Thursday, June 3, 2010

My New Phone: The HTC Desire with Android 2.1 and Sense UI

As you may have read in the past, I've been a long time HTC Magic user - the HTC Magic is the second HTC device powered by Android, codenamed "Sapphire".
The HTC Magic is also known by many other names, including T-Mobile MyTouch3G, Google ION, Vodafone Magic, and HTC Sapphire.

It's been about a year since it's original release, and I've been able to test 4 versions of Android on my HTC Magic, which included:
  • Android 1.5 - Cupcake
  • Android 1.6 - Donut
  • Android 2.0 - 2.1 - Eclair
  • Android 2.2 - Froyo (Frozen Yoghurt)
Android 2.2 was the version that impressed me the most, because it was FAST! No, Seriously.

I've come to expect that when you upgrade the OS, you downgrade in speed. It seems that operating system vendors generally expect you to upgrade your hardware whenever you upgrade your software.
I've recently noticed that Google have been pushing to increase the speed in their software - as can be seen in Google Chrome (both the browser & operating system) and now, Android.

The Google Nexus One:
This was a big move by Google, they were releasing their second phone (the first being the Google ION) but there was a rather big difference - They were selling it directly to consumers (the Google ION was a re-branded HTC Magic that was gifted to attendees of Google I/O 2009, and is also sold to Android application developers).
It wasn't really a game changer, but it was the first device that I considered replacing my HTC Magic with.

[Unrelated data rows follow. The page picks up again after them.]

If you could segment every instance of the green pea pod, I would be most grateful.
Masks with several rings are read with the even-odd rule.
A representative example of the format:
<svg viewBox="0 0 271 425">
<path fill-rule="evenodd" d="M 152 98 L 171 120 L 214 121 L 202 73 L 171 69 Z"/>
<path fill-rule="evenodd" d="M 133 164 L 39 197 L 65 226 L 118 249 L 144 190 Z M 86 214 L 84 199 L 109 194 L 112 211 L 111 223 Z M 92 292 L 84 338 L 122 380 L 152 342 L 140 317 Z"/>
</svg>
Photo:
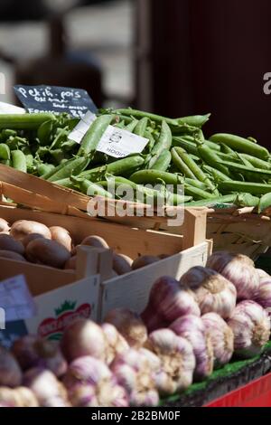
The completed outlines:
<svg viewBox="0 0 271 425">
<path fill-rule="evenodd" d="M 172 156 L 168 150 L 164 150 L 152 165 L 152 170 L 166 171 L 172 162 Z"/>
<path fill-rule="evenodd" d="M 10 148 L 5 143 L 0 144 L 0 158 L 10 159 Z"/>
<path fill-rule="evenodd" d="M 260 159 L 268 159 L 269 152 L 263 146 L 238 136 L 229 134 L 216 134 L 210 138 L 212 142 L 220 145 L 224 144 L 233 150 L 240 153 L 248 154 Z"/>
<path fill-rule="evenodd" d="M 79 175 L 89 164 L 89 159 L 77 157 L 71 161 L 61 164 L 61 167 L 51 177 L 47 178 L 48 182 L 56 182 L 65 178 L 70 178 L 71 175 Z M 45 178 L 45 176 L 44 176 Z"/>
<path fill-rule="evenodd" d="M 25 155 L 20 150 L 13 150 L 11 152 L 13 167 L 16 170 L 27 172 Z"/>
<path fill-rule="evenodd" d="M 81 141 L 81 146 L 78 152 L 79 156 L 85 156 L 96 151 L 98 142 L 111 121 L 112 115 L 101 115 L 93 121 Z"/>
<path fill-rule="evenodd" d="M 172 143 L 173 135 L 170 127 L 165 121 L 162 121 L 160 137 L 152 150 L 152 155 L 156 156 L 156 158 L 158 158 L 164 149 L 169 150 L 171 148 Z"/>
<path fill-rule="evenodd" d="M 43 122 L 38 128 L 37 137 L 42 146 L 49 146 L 51 142 L 53 121 Z"/>
</svg>

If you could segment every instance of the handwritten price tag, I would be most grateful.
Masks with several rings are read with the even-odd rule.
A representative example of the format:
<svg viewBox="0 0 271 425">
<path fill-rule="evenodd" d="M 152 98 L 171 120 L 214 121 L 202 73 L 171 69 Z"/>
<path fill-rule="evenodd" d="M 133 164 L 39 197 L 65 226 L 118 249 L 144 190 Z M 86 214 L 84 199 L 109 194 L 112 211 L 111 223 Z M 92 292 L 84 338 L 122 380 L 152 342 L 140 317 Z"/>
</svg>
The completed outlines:
<svg viewBox="0 0 271 425">
<path fill-rule="evenodd" d="M 56 86 L 14 86 L 14 91 L 30 113 L 67 112 L 83 118 L 88 110 L 97 112 L 97 107 L 86 90 Z"/>
</svg>

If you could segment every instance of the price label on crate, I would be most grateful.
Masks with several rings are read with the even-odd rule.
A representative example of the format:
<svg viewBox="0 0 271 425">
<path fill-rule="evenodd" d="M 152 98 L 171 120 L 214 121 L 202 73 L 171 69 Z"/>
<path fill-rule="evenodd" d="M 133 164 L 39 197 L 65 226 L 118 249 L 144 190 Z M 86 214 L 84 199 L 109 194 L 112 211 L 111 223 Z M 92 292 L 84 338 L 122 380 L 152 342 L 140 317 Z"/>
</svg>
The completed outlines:
<svg viewBox="0 0 271 425">
<path fill-rule="evenodd" d="M 5 322 L 24 320 L 36 315 L 36 306 L 24 276 L 0 282 L 0 312 Z"/>
<path fill-rule="evenodd" d="M 57 86 L 14 86 L 17 98 L 30 113 L 67 112 L 83 118 L 88 110 L 97 112 L 97 107 L 86 90 Z"/>
</svg>

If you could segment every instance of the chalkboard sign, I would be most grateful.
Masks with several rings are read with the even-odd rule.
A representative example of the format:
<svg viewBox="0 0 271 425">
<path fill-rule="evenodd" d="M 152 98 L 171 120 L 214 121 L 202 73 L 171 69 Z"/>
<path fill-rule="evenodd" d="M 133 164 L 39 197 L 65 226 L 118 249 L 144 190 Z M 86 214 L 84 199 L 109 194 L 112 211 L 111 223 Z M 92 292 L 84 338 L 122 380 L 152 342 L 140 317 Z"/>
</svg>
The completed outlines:
<svg viewBox="0 0 271 425">
<path fill-rule="evenodd" d="M 16 85 L 14 91 L 25 109 L 32 114 L 68 112 L 72 117 L 83 118 L 89 110 L 97 112 L 93 100 L 81 89 Z"/>
</svg>

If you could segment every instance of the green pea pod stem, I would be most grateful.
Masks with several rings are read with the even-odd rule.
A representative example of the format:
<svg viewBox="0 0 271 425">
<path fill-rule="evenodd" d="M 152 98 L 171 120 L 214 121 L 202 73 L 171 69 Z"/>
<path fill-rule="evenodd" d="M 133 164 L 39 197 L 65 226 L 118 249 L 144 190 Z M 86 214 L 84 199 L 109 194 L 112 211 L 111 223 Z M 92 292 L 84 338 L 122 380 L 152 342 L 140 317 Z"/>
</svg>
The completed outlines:
<svg viewBox="0 0 271 425">
<path fill-rule="evenodd" d="M 185 206 L 206 206 L 212 207 L 220 203 L 234 203 L 236 200 L 236 194 L 227 194 L 225 196 L 219 196 L 212 199 L 203 199 L 201 201 L 193 201 L 192 203 L 186 203 Z"/>
<path fill-rule="evenodd" d="M 61 167 L 46 180 L 48 180 L 48 182 L 56 182 L 58 180 L 68 178 L 71 175 L 79 175 L 89 165 L 89 158 L 74 158 L 72 161 L 68 161 L 64 164 L 61 164 Z"/>
<path fill-rule="evenodd" d="M 157 171 L 166 171 L 168 167 L 170 166 L 171 162 L 172 162 L 171 153 L 168 150 L 164 150 L 164 152 L 162 152 L 162 154 L 160 154 L 158 158 L 152 165 L 151 169 L 157 170 Z"/>
<path fill-rule="evenodd" d="M 10 159 L 10 148 L 5 143 L 0 144 L 0 158 Z"/>
<path fill-rule="evenodd" d="M 78 155 L 86 156 L 96 151 L 98 142 L 112 121 L 112 115 L 101 115 L 91 124 L 84 136 Z"/>
<path fill-rule="evenodd" d="M 50 113 L 0 115 L 0 129 L 36 130 L 45 121 L 56 120 Z"/>
<path fill-rule="evenodd" d="M 226 145 L 235 151 L 248 154 L 260 159 L 268 159 L 269 157 L 267 149 L 238 136 L 221 133 L 211 136 L 210 139 L 212 142 Z"/>
<path fill-rule="evenodd" d="M 20 150 L 13 150 L 11 152 L 13 167 L 16 170 L 27 172 L 25 155 Z"/>
<path fill-rule="evenodd" d="M 177 152 L 178 147 L 173 147 L 171 151 L 172 153 L 172 158 L 173 158 L 173 163 L 176 166 L 176 168 L 186 177 L 189 177 L 192 180 L 197 180 L 197 177 L 195 175 L 192 173 L 192 171 L 190 169 L 190 167 L 185 164 L 185 162 L 182 160 L 182 158 L 180 157 L 178 152 Z"/>
<path fill-rule="evenodd" d="M 229 192 L 251 194 L 257 196 L 271 193 L 271 184 L 249 182 L 220 182 L 219 191 L 221 194 Z"/>
</svg>

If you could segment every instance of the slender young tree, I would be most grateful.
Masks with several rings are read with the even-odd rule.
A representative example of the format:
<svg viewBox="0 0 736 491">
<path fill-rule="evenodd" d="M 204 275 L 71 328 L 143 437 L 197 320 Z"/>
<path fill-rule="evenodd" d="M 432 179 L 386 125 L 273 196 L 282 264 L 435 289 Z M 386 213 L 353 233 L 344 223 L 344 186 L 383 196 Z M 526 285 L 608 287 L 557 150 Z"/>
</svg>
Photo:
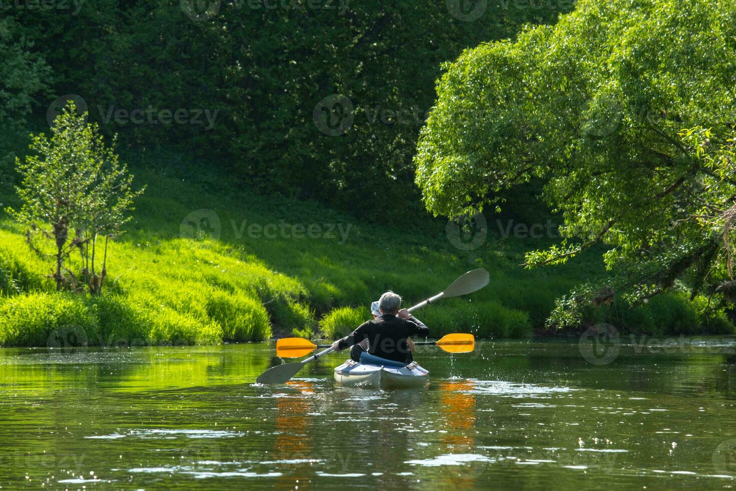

The main reason I didn't upgrade to the Google Nexus One is that it was not directly available to consumers in Australia, and took quite a bit of hassle (and trust) to get it imported.
The Google Nexus one is made by HTC and is codenamed "Passion".

HTC Desire:
This is the device that I had to have! The hardware appeared slightly better than the Google Nexus One, and it was available in Australia (from Telstra), The biggest downside is that 3G would only run on the 850/2100MHz frequencies, and my provider runs on the 900/2100MHz frequencies (thankfully it's 2100MHz locally).

After buying the HTC Desire, I quickly found myself "rooting" the device (enabling super-user access), and removing all of the Telstra branding from the software, I now have a nice and clean user interface as can be seen in the screenshots below.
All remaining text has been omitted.